A juíza Placidina Pires, da Vara Dos Feitos Relativos a Organizações Criminosas e Lavagem de Capitais de Goiás, substituiu a prisão preventiva de uma advogada presa por liberdade provisória, com o uso de tornozeleira eletrônica.

A magistrada levou em consideração o fato de a acusada ser vegana (não consome alimentos de origem animal) e não estar se alimentando direito na unidade prisional. Segundo a defesa, desde que foi detida, ela tem ingerido apenas cenoura e quiabo, porque o estabelecimento prisional não dispõe de alimentação adequada para estes casos.

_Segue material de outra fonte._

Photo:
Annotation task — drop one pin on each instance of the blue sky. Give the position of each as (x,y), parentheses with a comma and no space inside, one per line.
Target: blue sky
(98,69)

As informações são do site Rota Jurídica. A advogada havia sido presa por suposta participação em uma organização criminosa especializada na exploração de jogos de azar e a consequente “lavagem” dos valores obtidos com as supostas práticas ilícitas.

Juíza Placidina Pires.

Pedido
No pedido de revogação da prisão preventiva, a defesa sustentou que, por ser advogada, a ré teria o direito de ficar presa em sala de estado-maior, mas as unidades penitenciárias de Goiás não possuem nenhuma cela com esta característica. Além disso, ela seria vegana e, devido à má alimentação, teve de ser levada às pressas para o hospital, onde estaria internada em estado grave.

De acordo com a magistrada, não há comprovação de que a advogada está internada em estado grave, mas, como o Estado não tem condições de fornecer alimentação adequada, foi concedida a substituição da prisão por medidas cautelares.

Agora, além do uso de tornozeleira eletrônica, a advogada terá de cumprir obrigações como comparecer a todos os atos do processo a que for regularmente intimada e não mudar de endereço, sem prévia comunicação ao juízo. Além de não se ausentar por mais de oito dias de sua residência, sem prévia comunicação do lugar em que poderá ser encontrada e não praticar nova infração penal dolosa.